It’s worth noting that these architecture decisions are what classify DQN as an off-policy, model-free algorithm. Model-free because it learns to predict the value associated with a position, but doesn’t attempt to build a model of the inner workings of its environment in order to make predictions about the next state it will see, and off-policy because its training examples are generated by a past version of itself (and therefore a past version of its decision-making policy).
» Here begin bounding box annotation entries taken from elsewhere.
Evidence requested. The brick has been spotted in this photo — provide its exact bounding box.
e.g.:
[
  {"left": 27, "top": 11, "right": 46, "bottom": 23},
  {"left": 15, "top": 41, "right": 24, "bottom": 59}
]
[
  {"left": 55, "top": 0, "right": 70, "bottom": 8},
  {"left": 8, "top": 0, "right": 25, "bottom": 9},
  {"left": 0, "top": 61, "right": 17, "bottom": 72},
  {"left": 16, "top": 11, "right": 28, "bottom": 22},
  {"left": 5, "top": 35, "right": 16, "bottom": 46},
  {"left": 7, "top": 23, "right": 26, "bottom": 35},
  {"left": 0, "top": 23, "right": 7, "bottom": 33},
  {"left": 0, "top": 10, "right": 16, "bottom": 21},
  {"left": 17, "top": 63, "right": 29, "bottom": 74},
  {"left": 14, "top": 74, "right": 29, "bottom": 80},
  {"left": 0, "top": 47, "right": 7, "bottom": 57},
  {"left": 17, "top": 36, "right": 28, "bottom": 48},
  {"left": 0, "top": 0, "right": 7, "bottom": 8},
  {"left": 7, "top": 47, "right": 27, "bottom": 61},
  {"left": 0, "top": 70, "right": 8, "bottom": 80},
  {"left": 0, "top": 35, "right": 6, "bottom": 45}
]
There’s one more important detail to get out of the way, and that’s the exploration issue. There’s a never-ending debate within Markov agents over whether its best to take a risk and explore new ideas or to exploit what is already known. Imagine what would happen if the algorithm always pressed the button that it thought would lead to the highest reward. It would likely do that same action every single time, never trying anything else and therefore never learning and improving any further. For example, it might learn on its very first attempt that going right from the start zone can get it a couple points, and then just continue to go right no matter how many ghosts or walls stand in its way; it never experimented with going left and therefore has no way to accurately estimate the reward it would generate by doing so. The original DQN solves this problem in an arbitrary but surprisingly effective way. We initialize a variable, epsilon, to 1.0. For every step, we generate a random number between 0 and 1. If this number is less than epsilon, we take an action completely at random, regardless of what the agent has to say about that action’s Q value. Because epsilon is 1, we do this 100% of the time. But as training progresses, we anneal epsilon down to around 0.1, meaning we take the best action 90% of the time and explore a new, random direction the other 10%. Interestingly, we never let epsilon hit 0 in practice (even during testing/evaluation, where we typically use .05); this makes sure that Ms. Pac-man can never get stuck in a corner or stop moving indefinitely. This method is known as epsilon greedy.
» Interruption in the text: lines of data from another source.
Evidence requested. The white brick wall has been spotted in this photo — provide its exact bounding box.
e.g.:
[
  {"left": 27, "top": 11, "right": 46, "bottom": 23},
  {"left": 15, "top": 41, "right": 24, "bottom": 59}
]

Now that we’re getting into the experiments/code, it’s probably a good time to mention that all of these results (including weight files for all of the trained models), and the scripts that generated them can be found on this project’s GitHub repo. The inner workings of the DQN algorithm are implemented in the open source library keras-rl. However, it may be some time before the more advanced techniques we’ve been working on and will be describing below have been approved for a merge into the master version. In the meantime, you can access them on our fork.
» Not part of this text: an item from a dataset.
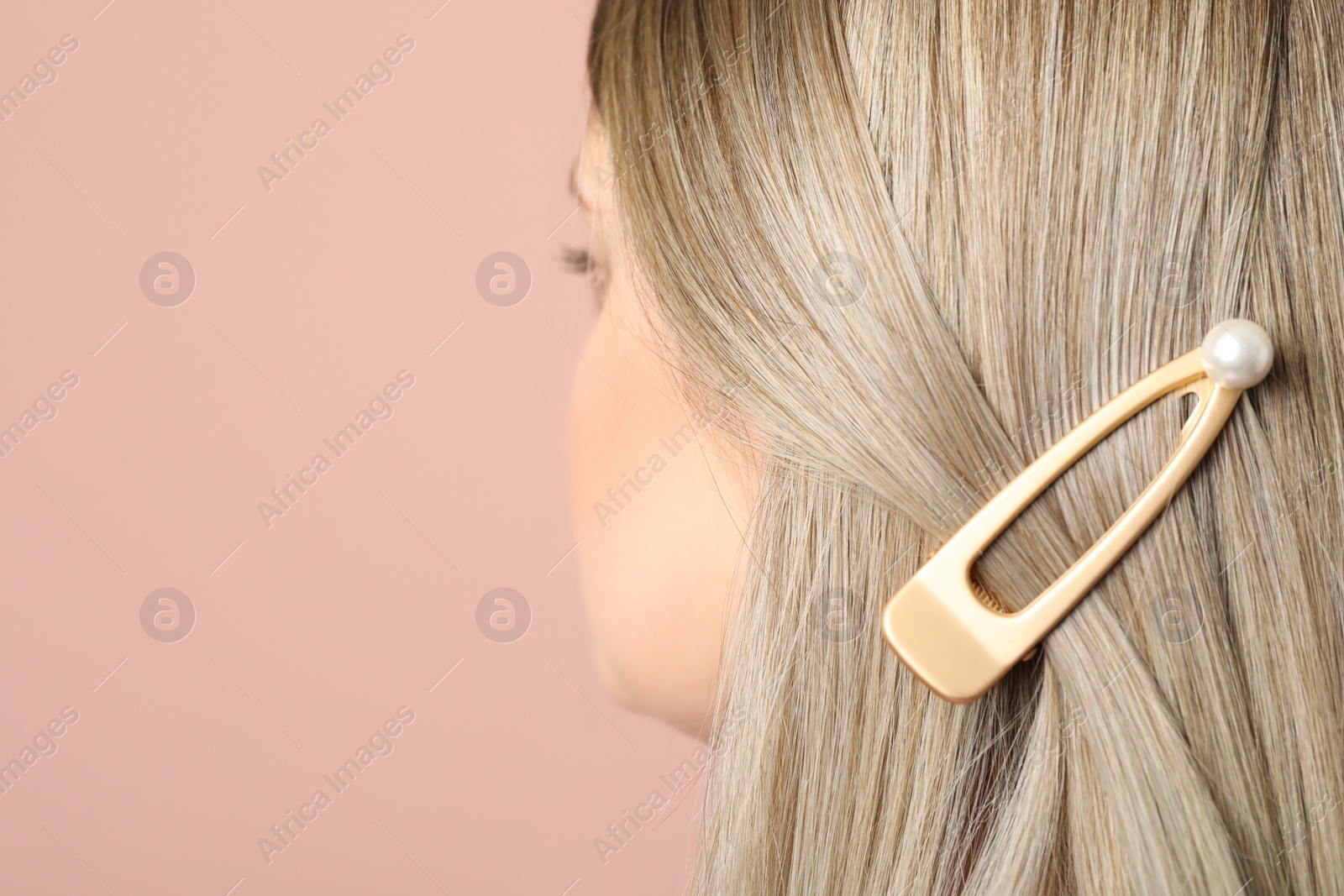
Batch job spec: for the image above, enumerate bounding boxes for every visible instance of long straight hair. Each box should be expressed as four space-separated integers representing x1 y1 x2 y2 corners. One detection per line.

Something to know about DQNs (and RL algorithms in general) is that they are sample inefficient and expensive to train. The standard approach in the DQN literature is to run 200 million frame training sessions. That’s about 930 hours of human-speed gameplay or roughly 20 days of training on a single P4000 GPU (at least for the final DQN variant we’ll be getting to). We don’t have the resources to pull something like that off for every version of the algorithm. Instead, we chose to run these comparison experiments for 10 million frames (enough to highlight the discrepancies), and to train our final, best-performing agent for a more extended 40 million step run.

With that out of the way, it’s time to see how the algorithm we’ve described performs on the task at hand.

Vanilla DQN Takes on Ms. Pac-man

An effective way to monitor and analyze an agent’s success during training is to chart its cumulative reward at the end of each episode.

The reward function is proportional to (but not equal to, and actually much less than) the in-game score, so it doesn’t mean all that much on its own. However, the agent is clearly able to learn something about the game in order to consistently improve over time. Also notice the diminishing return on investment, just like any learning curve — human or machine.

Let’s check out some gameplay and see how it does.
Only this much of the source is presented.